This is a write-up I thought I had posted years ago. As I prepared this week’s show and wanted to reshare it, I realized that somewhere in the building of Tripping on Legends one of my favorite Boston haunts, and one so important to my history, had been left behind. So, here is the Majestic in all it’s original Massachusetts Paranormal Crossroads glory, unedited and updated. Maybe you know more stories to add to the lore…

There have been many legends and stories that have been circulated about the Emerson Majestic over the years.  For every one that is true, there is one that cannot be backed up, and that adds to the mystic of the place.  When you walk into the theatre, it’s almost like walking back in time, so it is easy to see how stories can evolve.  Add to that the students of Emerson College, one part melodramatic, one part open minded and connected to the paranormal, and you have the beginnings and reinforcement of a legend.

I will not go too much into the history of the theatre, but you can find that out with an easy search on the internet.  I will, however, give you some of the legends that are out there before getting into personal accounts.  The theatre was built in 1903 and closed several times for different reasons.  It was allowed to get rundown and is only now being fully restored to its old beauty.  There are many theories as to who might haunt it.  One is a little girl, some say old actors and stagehands, and some say the spirit of a mayor that died there.

Now for what we know.  Both Jenna and I graduated from Emerson College, and Jenna was a theatre major there, acting and designing.  Every theatre major at Emerson must do tech work at the Majestic, and most have experienced something.  While there are stories of just backstage and the dressing rooms, the most haunted locations are the sound area and the third balcony.

There is lore at Emerson that if the spirits don’t like a show, they shut the board down.  All the other power in the place stays online, including the sound, but the board just goes off.  This messes up the cues and generally throws a wrench into the works.

But the third balcony is where the real activity occurs.  It was closed some time ago because the seats are too steep, and it was deemed a fire hazard.  Back in the day, it was the place where the poor and minority patrons of Boston sat.  Seats are often found down when they should be up, and it is tradition for someone to say excuse me if they pass a downed seat because they are blocking the ghosts view.  It would take weight to keep them down.  Once while Jenna was running lights for a rehearsal, she swung the light back to the balcony and some more seats down then up.  When she went to investigate, she found the dust had cleared on those seats as if someone had been sitting there.

One our old roommate, John, was refocusing the lights late one night.  He and the director where the only people in the theatre.
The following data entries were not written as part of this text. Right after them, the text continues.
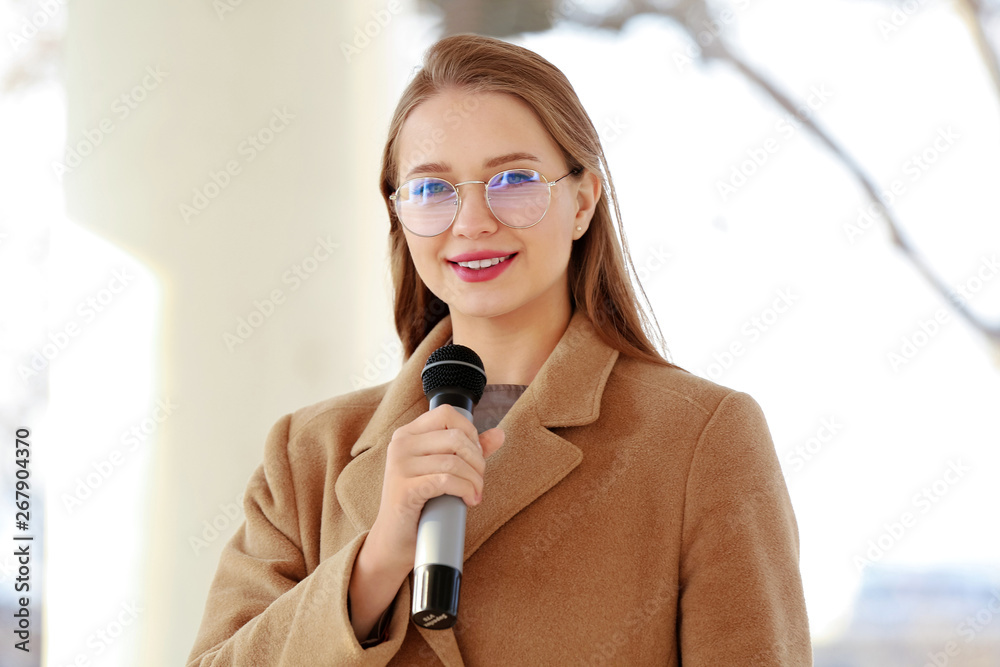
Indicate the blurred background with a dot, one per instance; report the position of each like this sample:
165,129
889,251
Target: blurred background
193,244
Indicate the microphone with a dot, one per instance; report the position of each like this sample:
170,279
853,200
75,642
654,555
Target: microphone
453,374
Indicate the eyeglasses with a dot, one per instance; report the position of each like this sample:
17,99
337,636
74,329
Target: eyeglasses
518,198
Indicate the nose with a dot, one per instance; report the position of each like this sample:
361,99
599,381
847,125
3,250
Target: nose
474,217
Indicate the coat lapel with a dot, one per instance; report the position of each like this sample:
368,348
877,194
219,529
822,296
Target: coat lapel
566,391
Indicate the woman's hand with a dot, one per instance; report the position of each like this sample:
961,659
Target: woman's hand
437,453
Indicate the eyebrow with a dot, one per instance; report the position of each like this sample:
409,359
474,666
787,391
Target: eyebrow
487,164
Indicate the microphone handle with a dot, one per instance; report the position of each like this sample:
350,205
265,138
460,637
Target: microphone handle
437,568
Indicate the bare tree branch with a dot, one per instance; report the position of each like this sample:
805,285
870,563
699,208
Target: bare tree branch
693,16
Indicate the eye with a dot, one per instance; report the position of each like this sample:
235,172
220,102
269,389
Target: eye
515,177
429,189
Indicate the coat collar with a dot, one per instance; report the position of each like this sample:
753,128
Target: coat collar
566,391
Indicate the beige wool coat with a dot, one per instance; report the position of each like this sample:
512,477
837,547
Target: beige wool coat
635,515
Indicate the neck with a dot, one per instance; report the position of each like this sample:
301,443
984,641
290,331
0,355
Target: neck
513,346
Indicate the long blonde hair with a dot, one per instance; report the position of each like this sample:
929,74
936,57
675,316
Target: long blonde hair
598,281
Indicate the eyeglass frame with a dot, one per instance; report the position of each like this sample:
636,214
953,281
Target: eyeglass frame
458,195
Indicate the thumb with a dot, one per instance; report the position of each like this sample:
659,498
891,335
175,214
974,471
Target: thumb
491,440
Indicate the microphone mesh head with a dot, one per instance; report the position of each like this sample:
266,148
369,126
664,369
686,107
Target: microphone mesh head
454,374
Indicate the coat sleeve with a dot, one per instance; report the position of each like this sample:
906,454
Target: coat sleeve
741,599
263,607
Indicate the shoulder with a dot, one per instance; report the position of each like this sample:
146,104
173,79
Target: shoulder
342,411
667,387
314,437
684,408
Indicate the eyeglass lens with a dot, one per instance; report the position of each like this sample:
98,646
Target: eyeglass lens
517,197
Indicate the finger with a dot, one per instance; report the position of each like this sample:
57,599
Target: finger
450,464
449,441
442,417
438,484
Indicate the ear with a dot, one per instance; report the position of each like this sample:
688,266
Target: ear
588,193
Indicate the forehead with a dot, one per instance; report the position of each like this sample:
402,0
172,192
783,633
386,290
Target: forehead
462,130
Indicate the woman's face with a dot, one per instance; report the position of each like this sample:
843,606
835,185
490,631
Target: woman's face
459,136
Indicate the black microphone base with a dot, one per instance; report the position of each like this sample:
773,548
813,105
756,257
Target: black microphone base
435,596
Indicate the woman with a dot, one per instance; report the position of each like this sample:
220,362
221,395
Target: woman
620,509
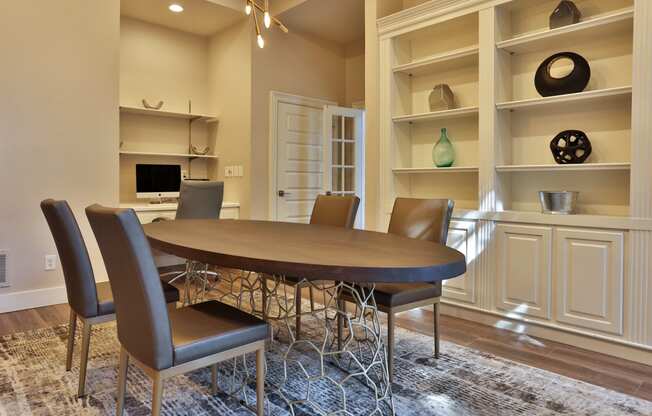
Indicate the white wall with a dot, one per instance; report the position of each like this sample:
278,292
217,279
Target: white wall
230,99
293,63
58,129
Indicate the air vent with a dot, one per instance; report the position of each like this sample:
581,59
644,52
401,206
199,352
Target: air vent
4,281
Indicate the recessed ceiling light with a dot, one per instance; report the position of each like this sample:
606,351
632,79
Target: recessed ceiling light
176,8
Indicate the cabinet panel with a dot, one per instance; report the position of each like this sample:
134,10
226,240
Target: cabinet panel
589,279
524,269
461,236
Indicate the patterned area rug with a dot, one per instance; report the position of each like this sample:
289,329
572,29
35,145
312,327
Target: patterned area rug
462,382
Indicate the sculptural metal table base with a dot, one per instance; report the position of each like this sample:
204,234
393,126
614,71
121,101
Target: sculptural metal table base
350,376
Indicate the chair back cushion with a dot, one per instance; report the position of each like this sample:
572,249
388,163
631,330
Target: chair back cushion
143,322
200,200
338,211
76,264
423,219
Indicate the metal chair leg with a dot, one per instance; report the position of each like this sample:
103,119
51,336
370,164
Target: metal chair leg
72,327
214,379
436,333
122,381
157,395
297,300
260,382
83,363
390,346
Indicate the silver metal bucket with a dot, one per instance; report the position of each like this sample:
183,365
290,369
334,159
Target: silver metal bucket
561,203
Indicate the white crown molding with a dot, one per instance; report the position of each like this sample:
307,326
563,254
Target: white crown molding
424,14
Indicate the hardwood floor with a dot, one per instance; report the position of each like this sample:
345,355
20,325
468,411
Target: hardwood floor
603,370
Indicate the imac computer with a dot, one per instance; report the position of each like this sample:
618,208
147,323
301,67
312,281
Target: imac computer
158,181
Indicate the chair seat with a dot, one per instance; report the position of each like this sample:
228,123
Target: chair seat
211,327
392,295
105,304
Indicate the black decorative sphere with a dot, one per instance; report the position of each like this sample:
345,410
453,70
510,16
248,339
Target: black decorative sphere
570,146
576,81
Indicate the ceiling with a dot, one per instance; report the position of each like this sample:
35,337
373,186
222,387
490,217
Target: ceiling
341,21
200,17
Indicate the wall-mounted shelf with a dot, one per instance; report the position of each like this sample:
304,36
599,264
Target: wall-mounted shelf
162,113
162,154
584,97
564,168
436,170
591,29
440,62
437,115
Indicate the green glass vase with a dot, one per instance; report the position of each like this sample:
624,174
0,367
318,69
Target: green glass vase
443,153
John started joking with the man he saw in the balcony, thinking it was the director, taunting him that he was doing all the work and to get down.  The man called from behind him, and when John looked back up to the balcony, the figure he had talked to was gone.
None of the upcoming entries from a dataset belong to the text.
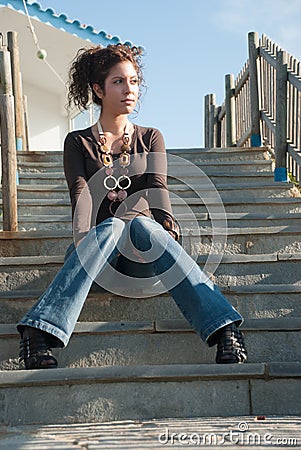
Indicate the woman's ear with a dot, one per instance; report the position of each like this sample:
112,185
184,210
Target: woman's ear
97,90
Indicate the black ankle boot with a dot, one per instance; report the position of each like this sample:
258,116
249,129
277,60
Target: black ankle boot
230,345
35,349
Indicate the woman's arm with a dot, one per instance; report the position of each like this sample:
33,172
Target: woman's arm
158,195
75,172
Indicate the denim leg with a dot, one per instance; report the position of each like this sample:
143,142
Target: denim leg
199,300
58,309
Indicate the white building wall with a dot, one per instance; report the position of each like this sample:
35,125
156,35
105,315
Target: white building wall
47,119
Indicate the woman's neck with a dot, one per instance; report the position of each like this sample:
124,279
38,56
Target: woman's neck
114,126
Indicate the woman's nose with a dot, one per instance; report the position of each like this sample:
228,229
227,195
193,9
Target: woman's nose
128,86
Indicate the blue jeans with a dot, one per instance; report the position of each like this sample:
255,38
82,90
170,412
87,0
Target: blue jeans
199,300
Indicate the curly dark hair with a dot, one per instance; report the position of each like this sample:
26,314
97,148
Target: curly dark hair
92,65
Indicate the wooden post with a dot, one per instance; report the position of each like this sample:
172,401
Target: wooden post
8,145
26,122
209,100
254,91
280,173
12,45
218,128
211,142
230,110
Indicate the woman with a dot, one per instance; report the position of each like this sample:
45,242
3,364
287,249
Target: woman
116,174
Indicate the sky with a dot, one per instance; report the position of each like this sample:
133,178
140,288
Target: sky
190,46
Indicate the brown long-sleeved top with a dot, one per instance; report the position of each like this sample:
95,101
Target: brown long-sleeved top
148,194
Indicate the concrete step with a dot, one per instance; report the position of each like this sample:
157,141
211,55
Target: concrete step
156,433
36,272
258,301
175,167
232,190
32,167
201,192
192,154
56,178
242,205
40,157
95,344
234,220
197,155
207,238
218,179
93,394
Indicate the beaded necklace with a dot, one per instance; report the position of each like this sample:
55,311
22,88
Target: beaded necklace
110,182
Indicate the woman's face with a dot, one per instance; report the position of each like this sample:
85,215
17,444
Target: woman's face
121,89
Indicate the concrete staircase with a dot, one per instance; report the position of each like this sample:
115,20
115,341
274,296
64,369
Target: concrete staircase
135,359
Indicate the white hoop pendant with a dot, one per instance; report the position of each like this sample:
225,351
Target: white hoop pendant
105,183
126,178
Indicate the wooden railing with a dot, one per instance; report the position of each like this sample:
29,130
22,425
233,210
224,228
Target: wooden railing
262,107
12,127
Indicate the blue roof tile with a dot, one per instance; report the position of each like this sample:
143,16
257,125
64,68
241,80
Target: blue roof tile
61,22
Read Tripping on Legend’s classic case of the haunted traditions at Session House at Smith College...

The most disturbing story we heard comes from two friends who were working a show together. Steve and Donna were on headsets during the show, one on one side of the balcony, the other on the other side.  The headsets were open to all the tech people, including the director and people on the boards.  Steve’s voice came over the mic.  “Donna, don’t move.  There is someone behind you.”  Donna was terrified and asked who it was, but she got no answer.  She wanted to leave, but everyone kept telling her to stay, until finally she closed her eyes and held her breath.  Chairs started slamming up and down in the rows between the two friends and continued until the end of the show.

The man who runs the Majestic admits there are spirits, acknowledging one in particular who he sees as helping rather than scaring.  He in renovating the Majestic to bring back its old beauty, and he feels that bonds him the old energies that are there.  The balcony is now reopened and will begin seating living people for the first time in decades when the Majestic reopens.  How will the old patrons, watching the performances for years, like having their views blocked.